Out-of-the-box thinking: did you consider using a workflow in a middle tier server?
@Willem: If this is a question for DevExpress, please describe your own original problem or use-case scenario, expected results and other important user and deployment business requirements as well as a proposed WF-based solution idea in greater detail (preferably in a separate ticket), so that we can better understand it and provide a comprehensive answer. Thanks.
@Dennis: no it's not my original problem.
And i did not really intend to suggest a workflow in a middle tier server, just a separate workflow server.
After posting the comment, i thought that my suggestion to use WF in this scenario was not very appropriate. I apologize for that.
Willem
Dennis. Maybe you can show me an example of using the SecureObjectSpace provider with my scenario.
"If the solutions outlined in the reference thread do not meet your needs " I see the XPObjectSpaceProviderThreadSafe descendant, but unclear on how to use it. I follow this pattern in many business objects.
Maybe if you show me how YOU would handle this scenario, we can put this one to bed finally :) Because I really need to migrate to the SecureObjectSpace.
@Nate: Would you mind researching the scenario and sample from the Calculate from SecuredObjectSpaceProvider's objects ticket we made in the past for another customer with a similar requirement? The most interesting code is in the directBaseUow_BeforeCommitTransaction method that demonstrates how to implement a popular master-detail scenario described in the How to: Calculate a Property Value Based on Values from a Detail Collection topic using this approach.
I am afraid we do not currently have free support resources to make another sample from scratch in a reasonable time frame. Note: this implementation may vary in minor details (but still work fine) in the latest XAF versions as we are simplifying customization process for custom object spaces or providers (How to customize the UnitOfWork behavior in XPO-based XAF applications).
As I noted above, in your particular case, I would consider a totally different approach (see my previous comment about Controller), which may be easier for you to implement and maintain.

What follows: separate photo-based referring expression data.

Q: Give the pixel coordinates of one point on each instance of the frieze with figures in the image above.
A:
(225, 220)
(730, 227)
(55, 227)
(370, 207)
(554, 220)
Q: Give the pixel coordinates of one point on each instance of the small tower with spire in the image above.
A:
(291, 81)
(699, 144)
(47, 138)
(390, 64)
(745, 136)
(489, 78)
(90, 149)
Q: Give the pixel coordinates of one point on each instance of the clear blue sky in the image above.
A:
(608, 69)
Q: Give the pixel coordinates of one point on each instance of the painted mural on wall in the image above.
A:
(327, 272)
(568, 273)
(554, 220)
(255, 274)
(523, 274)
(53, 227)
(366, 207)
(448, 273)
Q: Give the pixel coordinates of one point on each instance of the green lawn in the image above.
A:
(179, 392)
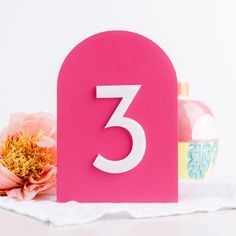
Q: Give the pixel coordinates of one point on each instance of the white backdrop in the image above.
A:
(199, 37)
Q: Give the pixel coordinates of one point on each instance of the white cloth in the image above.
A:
(194, 196)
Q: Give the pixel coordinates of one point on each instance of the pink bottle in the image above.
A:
(198, 137)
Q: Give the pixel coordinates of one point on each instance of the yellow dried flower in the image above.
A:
(22, 156)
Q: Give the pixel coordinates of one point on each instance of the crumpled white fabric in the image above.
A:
(194, 196)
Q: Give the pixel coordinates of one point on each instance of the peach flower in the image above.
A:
(28, 156)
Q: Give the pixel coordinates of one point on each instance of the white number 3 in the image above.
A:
(127, 93)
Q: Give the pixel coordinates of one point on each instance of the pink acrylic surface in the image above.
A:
(188, 113)
(116, 58)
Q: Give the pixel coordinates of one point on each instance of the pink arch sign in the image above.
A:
(117, 121)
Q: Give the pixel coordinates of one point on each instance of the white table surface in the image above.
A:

Should you experience any specific implementation difficulties with any of these approaches, please submit a separate ticket using the https://www.devexpress.com/ask service and attach your small debuggable sample with a few involved classes and your implementation of one of the aforementioned approaches. With that, we will be in a better position to provide you further assistance and get your task done faster. Thanks.